RIM also announced that it lost subscribers for the first time in the latest quarter, as the global number of BlackBerry users dipped to 79 million.
In a rare positive sign, the Canadian company added to its cash position during the quarter as it prepared to launch new smartphones on Jan. 30. The new devices are deemed critical to the company's survival.
RIM's stock initially jumped more than 8 percent in after-hours trading on that news, but then fell $1.48, or 10.4 percent, to $12.65 after RIM said on a conference call that it won't generate as much revenue from telecommunications carriers once it releases the new BlackBerry 10 platform.
RIM is changing the way it charges service fees, putting an important source of revenue at risk. RIM CEO Thorsten Heins said only subscribers who want enhanced security will pay fees under the new system.
"Other subscribers who do not utilize such services are expected to generate less or no service revenue," Heins said. "The mix in level of service fees revenue will change going forward and will be under pressure over the next year during this transition."
RIM's stock had been on a three-month rally that has seen the stock more than double from its lowest level since 2003.
But Mike Walkley, an analyst with Canaccord Genuity, said BlackBerry 10 will change RIM's services revenue model dramatically.

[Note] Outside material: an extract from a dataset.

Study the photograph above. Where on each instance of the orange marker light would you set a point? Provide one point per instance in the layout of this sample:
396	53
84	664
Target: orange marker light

He said that instead of getting about $6 per device each month from carriers and users RIM could get as little as zero.
"That's what turned the stock from being up 10 percent to being down 10 percent," Walkley said. "That's been part of our worry. How do they come back with a new platform and get carriers to continue to share the higher revenue —which sounds like they are not going to— and then subsidize the phone to make it affordable for consumers and enterprises."
"People are seeing that the services revenue has a lot of risk to it now with the BlackBerry 10 migration."
Three months ago, RIM had 80 million subscribers. Analysts said the loss of 1 million subscribers was expected. Once coveted symbols of an always-connected lifestyle, BlackBerry phones have lost their luster to Apple's iPhone and phones that run on Google's Android software.
RIM is banking its future on its much-delayed BlackBerry 10 platform, which is meant to offer the multimedia, Internet browsing and apps experience that customers now demand.
"We believe the company has stabilized and will turn the corner in the next year," Heins said. He noted that the company's cash holdings grew by $600 million in the quarter to $2.9 billion, even after the funding of all its restructuring costs. RIM previously announced 5,000 layoffs this year.
Heins said subscribers in North America showed the largest decline, but said there is growth overseas.
Colin Gillis, an analyst with BGC Financial, said before the conference call that the company bought itself more time.
"It doesn't mean (BlackBerry) 10 will gain traction. A lot of people said 10 would be DOA, but I don't think that's going to be the case," he said.
Jefferies analyst Peter Misek also earlier called the results better than expected, noting that RIM added a significant amount of cash. RIM will need the money to advertise the new BlackBerrys and operating system.
Misek also called it a positive development that RIM said there would not be another delay to BlackBerry 10.
"The success or failure of this company will be on BlackBerry 10," Misek said.
RIM posted net income of $14 million, or 3 cents per share for its fiscal third quarter, which ended Dec. 1. That compares with a profit of $265 million, or 51 cents per share, in the same quarter a year ago.
The latest figure includes a favorable tax settlement. Excluding that adjustment, RIM lost 22 cents per share. Analysts polled by FactSet were expecting a wider loss of 27 cents.
RIM reported revenue of $2.7 billion, down 47 percent from a year ago.